Unfortunately, many disadvantaged children are not in an early childhood setting, so being able to work with those who are enrolled is especially vital.

According to the United Nations Educational, Scientific and Cultural Organization, the benefits that a strong early learning system has on the economy are far-reaching, laying “a solid foundation on which to build lifelong education, lives and careers.”

Teachers in childcare with bachelor’s degrees earn a meager $27,000 per year. Many early childhood professionals are being asked to mold children in a way they are not prepared to do for themselves as they rely on subsidies and face the same stressors of poverty as those they are charged to influence.

COVID-19 brought about additional challenges that caused many childcare workers to flee the industry. With fast food establishments and other businesses upping their starting salaries and even offering starting bonuses, there was an immediate strain on the childcare workforce.

Wages are the strongest indicator of teacher turnover, which creates an inconsistency that has a tremendously negative impact on a child’s learning and school readiness, further widening the gap for children in poverty. As it stands, less than half of poor children in the U.S. are considered school-ready by age five.

The lack of qualified teachers to fill these positions also puts childcare centers in a position where they are not able to enroll to full capacity, thus resulting in fewer spots available for working parents. This can put a strain on other industries and increase the overall poverty rate for those unable to work due to a lack of childcare. The direst consequences are to parents who are forced to leave their children in unsafe environments due to the lack of adequate care.

While the pandemic has shined a spotlight on the profession, with federal funding available through the Child Care Relief Fund, for a total of $2.45 billion across the country, it will merely serve as a band-aid for the long-suffering industry.

Most early learning programs that have received funding have the option to initiate a staff bonus structure or offer a salary increase, but many are using the funding to make up for lost income or extra expenses they’ve incurred during the pandemic. Many owners and directors proceed cautiously when deciding on a pay increase, as they will have to determine how to sustain increased payroll once the additional funding runs dry.

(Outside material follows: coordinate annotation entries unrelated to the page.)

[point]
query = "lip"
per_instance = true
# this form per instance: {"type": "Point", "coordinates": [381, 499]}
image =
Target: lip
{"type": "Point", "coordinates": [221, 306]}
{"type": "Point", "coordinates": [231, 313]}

Serving children and families living in poverty is linked to my own experience. More than three decades ago, as a teen mother in West Dallas living in generational poverty, I was not able to pay for childcare but needed to work.

I was offered a job as a preschool teacher in a small, privately owned childcare center where, as an employee, my child could attend for free. That was the beginning of my career as an early childhood professional.

Because of its location, the childcare facility primarily served economically disadvantaged children, and my starting pay was $4.25 per hour, which at the time was minimum wage. Attempting to transition out of poverty, I worked to receive training, take college courses that were offered free by the childcare facility, and learn all I could about the profession.

Working a 10-hour day from open to close with a two-hour break in between —in poor working conditions with no insurance, no paid time off, and little room for growth— after two years, my salary increased to $4.50 per hour.

This is the fate of thousands of childcare workers across the nation.

The solution to this problem is not easy and can be expensive. This is a historic issue exaggerated by the pandemic. However, the payoff will produce long-lasting benefits.

It is essential to focus attention and create a systems approach to professionalizing the early childhood industry and strengthening the teacher pool.

Ultimately, creating change in this arena can impact the overall poverty rate of the early childhood workforce as well as the children they serve by allowing their parents to return to work.

Children deserve the best options possible early on for the best outcomes later on in life.


Samantha Moya is a 30-year veteran in the early childhood industry. She has served as a teacher, center director, coach, and senior-level executive for many local non-profits and is a Public Voices Fellow through The OpEd Project.